Medical studies reveal superfine Merino wool is therapeutic for the skin
16 OCTOBER 2017, The WoolMark Company
In positive news for eczema sufferers, recently published research funded by The Woolmark Company has demonstrated that wearing superfine Merino wool next to the skin is therapeutic for those suffering from the chronic skin condition. This adds to a growing number of research findings supporting the health and wellbeing benefits of wool products.
Eczema, also known as atopic dermatitis, now affects 20% to 30% of children; its prevalence amongst adults and children varies geographically and is increasing in many countries, with sufferers having dysfunctional skin that dries out and can lead to cracked skin, bacterial infection, redness, scratching and itching.
However, dermatology trials have shown that adult and infant eczema sufferers have reduced symptoms when wearing superfine Merino wool garments next to the skin.

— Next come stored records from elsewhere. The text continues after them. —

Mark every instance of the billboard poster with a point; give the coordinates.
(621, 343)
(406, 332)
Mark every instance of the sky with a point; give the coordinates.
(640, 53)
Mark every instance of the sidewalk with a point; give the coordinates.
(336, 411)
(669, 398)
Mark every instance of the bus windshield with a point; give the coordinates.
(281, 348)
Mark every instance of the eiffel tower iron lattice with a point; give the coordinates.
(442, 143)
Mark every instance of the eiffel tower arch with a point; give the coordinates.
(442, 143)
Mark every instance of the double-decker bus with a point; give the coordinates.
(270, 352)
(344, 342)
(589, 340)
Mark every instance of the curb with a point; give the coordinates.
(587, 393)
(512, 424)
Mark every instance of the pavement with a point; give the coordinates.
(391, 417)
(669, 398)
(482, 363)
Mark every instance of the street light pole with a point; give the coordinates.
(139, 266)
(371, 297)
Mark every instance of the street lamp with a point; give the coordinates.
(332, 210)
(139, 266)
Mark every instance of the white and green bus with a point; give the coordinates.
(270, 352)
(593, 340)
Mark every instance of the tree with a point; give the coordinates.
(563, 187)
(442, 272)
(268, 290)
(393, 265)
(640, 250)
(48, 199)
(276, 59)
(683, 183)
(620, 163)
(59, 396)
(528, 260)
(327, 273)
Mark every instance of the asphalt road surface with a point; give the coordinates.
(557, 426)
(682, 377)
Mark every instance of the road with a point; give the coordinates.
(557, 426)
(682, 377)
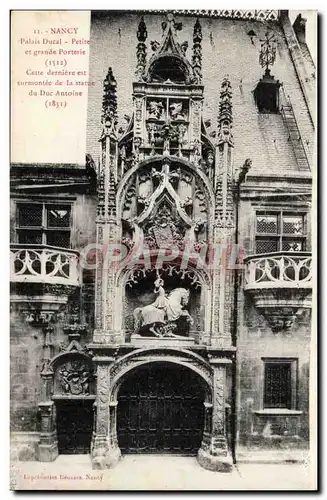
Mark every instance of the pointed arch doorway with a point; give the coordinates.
(161, 410)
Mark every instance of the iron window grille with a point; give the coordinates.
(44, 224)
(280, 383)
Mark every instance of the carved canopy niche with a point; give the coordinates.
(165, 203)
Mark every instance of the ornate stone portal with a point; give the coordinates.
(162, 317)
(165, 192)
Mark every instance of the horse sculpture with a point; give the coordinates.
(161, 316)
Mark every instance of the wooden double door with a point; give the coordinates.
(74, 426)
(160, 410)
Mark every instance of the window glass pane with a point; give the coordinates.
(293, 224)
(292, 246)
(58, 216)
(278, 385)
(30, 237)
(58, 238)
(266, 246)
(29, 215)
(267, 224)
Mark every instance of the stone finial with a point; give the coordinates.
(197, 53)
(225, 116)
(141, 48)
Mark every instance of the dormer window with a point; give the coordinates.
(170, 68)
(266, 94)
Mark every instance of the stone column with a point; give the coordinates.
(213, 454)
(105, 450)
(47, 450)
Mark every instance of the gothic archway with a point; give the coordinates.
(74, 396)
(194, 388)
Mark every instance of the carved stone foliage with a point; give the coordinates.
(109, 103)
(197, 53)
(183, 357)
(73, 377)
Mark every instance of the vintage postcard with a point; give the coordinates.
(163, 220)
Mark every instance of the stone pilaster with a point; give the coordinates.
(105, 450)
(224, 225)
(213, 454)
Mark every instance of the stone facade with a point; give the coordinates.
(189, 237)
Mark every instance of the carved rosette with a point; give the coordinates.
(109, 116)
(141, 49)
(74, 378)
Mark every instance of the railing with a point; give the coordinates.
(278, 270)
(44, 264)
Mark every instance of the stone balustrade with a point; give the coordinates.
(44, 264)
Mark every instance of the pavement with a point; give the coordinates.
(158, 473)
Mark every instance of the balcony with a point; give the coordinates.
(280, 285)
(44, 264)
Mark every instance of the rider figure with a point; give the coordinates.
(160, 302)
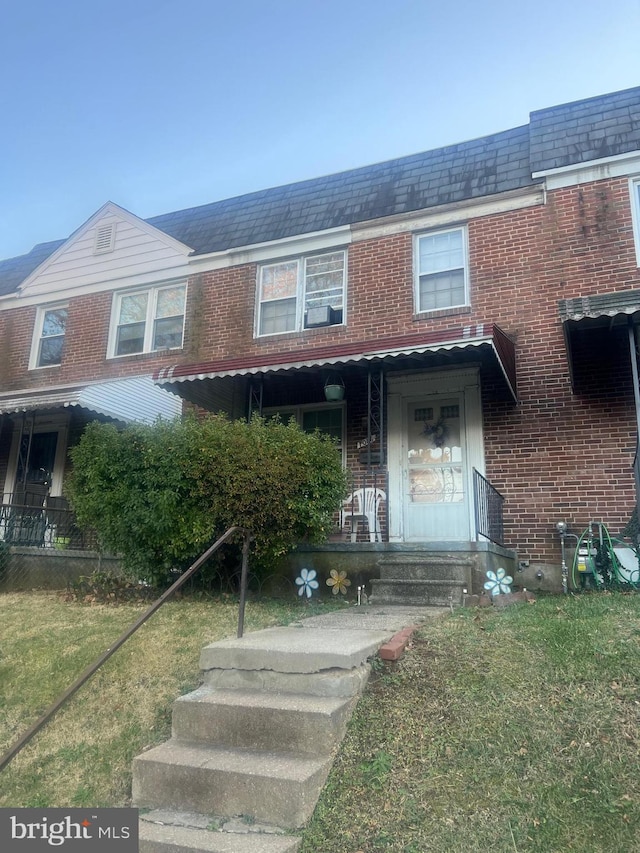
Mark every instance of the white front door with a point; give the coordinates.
(434, 470)
(434, 443)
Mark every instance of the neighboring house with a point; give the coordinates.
(83, 325)
(479, 304)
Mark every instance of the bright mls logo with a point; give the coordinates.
(70, 830)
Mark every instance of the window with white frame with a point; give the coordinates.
(148, 320)
(441, 270)
(301, 293)
(50, 330)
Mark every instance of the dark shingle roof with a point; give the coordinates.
(585, 130)
(15, 270)
(471, 169)
(558, 136)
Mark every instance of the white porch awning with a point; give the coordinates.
(136, 399)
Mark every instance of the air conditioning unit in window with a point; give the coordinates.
(322, 315)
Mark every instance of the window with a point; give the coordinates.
(301, 294)
(51, 326)
(328, 419)
(441, 265)
(148, 320)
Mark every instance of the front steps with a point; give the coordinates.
(252, 747)
(432, 579)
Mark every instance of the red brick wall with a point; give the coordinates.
(555, 455)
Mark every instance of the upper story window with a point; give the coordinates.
(48, 342)
(441, 270)
(148, 320)
(301, 294)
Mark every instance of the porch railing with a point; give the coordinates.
(489, 505)
(41, 521)
(364, 516)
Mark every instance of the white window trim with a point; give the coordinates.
(634, 192)
(416, 269)
(37, 335)
(288, 412)
(153, 291)
(53, 423)
(300, 291)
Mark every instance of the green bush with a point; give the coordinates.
(158, 495)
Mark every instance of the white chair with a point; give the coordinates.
(362, 506)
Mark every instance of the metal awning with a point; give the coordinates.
(137, 399)
(597, 323)
(482, 342)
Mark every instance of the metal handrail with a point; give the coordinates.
(489, 505)
(90, 670)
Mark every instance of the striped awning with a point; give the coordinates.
(485, 339)
(137, 399)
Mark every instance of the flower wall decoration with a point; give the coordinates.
(307, 582)
(338, 581)
(498, 582)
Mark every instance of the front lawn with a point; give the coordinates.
(83, 757)
(513, 730)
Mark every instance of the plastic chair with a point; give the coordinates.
(362, 506)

When worn next to skin, superfine Merino wool works as a dynamic buffer, helping maintain a more stable humidity and temperature in the micro-climate between the fabric and the skin. Wool garments are the most breathable of the common apparel types, absorbing and releasing twice as much moisture vapour as cotton and thirty times as much as polyester. It appears superfine Merino wool acts like a second skin for these people whose ‘first’ skin is too dry.
The theory that wool’s unique moisture management could benefit eczema sufferers was put to the test in a twelve-week clinical trial, which confirmed the beneficial findings of wearing superfine Merino wool garments with a mean fibre diameter less than or equal to 17.5 micron.

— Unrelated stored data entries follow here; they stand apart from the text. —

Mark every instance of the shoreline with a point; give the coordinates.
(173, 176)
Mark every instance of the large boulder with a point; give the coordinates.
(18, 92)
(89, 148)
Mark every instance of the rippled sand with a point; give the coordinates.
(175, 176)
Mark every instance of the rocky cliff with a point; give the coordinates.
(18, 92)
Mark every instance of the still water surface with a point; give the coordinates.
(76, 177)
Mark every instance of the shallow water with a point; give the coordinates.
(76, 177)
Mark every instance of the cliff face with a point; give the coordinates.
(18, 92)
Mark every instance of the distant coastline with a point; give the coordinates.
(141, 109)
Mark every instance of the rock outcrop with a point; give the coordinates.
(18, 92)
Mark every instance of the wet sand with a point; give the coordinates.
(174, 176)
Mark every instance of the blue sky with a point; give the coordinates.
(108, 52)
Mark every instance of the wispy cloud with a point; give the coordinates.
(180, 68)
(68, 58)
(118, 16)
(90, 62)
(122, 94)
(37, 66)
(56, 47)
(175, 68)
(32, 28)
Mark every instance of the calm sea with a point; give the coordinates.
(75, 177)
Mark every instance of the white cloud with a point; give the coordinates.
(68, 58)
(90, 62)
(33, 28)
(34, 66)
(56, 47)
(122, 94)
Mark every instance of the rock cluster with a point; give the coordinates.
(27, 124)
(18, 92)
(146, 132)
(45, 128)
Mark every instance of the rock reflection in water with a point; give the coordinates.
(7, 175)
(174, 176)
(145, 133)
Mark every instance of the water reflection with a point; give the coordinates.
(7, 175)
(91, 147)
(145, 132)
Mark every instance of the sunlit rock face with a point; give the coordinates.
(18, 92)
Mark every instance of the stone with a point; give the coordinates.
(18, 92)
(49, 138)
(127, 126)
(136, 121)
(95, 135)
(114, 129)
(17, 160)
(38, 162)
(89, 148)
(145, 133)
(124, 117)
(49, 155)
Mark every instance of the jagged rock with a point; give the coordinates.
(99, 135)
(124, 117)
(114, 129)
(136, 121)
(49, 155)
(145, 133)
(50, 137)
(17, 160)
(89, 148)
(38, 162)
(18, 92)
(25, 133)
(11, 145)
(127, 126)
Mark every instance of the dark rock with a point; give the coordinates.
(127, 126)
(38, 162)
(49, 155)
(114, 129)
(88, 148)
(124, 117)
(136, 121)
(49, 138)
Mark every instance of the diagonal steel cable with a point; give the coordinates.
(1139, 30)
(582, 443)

The Woolmark Company has also created a video explaining the therapeutic benefits of superfine Merino wool. Click here for link.
A study of approximately 40 babies and young children under 3 years old, at the Murdoch Childrens Research Institute (MCRI) in Melbourne, showed significant advantages of superfine Merino wool base-layers rather than cotton in improving the symptoms of eczema.
Published in the British Journal of Dermatology in July, the study challenges generalisations that wool is to be avoided by children with eczema. The study concluded that traditional management guidelines classing all wool-based clothing as irritants should be modified to include superfine Merino wool as a recommended clothing choice in childhood atopic dermatitis.
In fact, a highly esteemed group of medical professionals from across the world has reviewed research papers published during the past 100 years to critically assess scientific studies that claimed wool causes allergy. The group has now published a paper “Debunking the Myth of Wool Allergy” with the primary conclusion there is no credible evidence wool is an allergen. It found that if a fabric does cause sensations of itch and prickle on the skin then it is because of the large diameter of the fibres and not due to the fibre type being wool.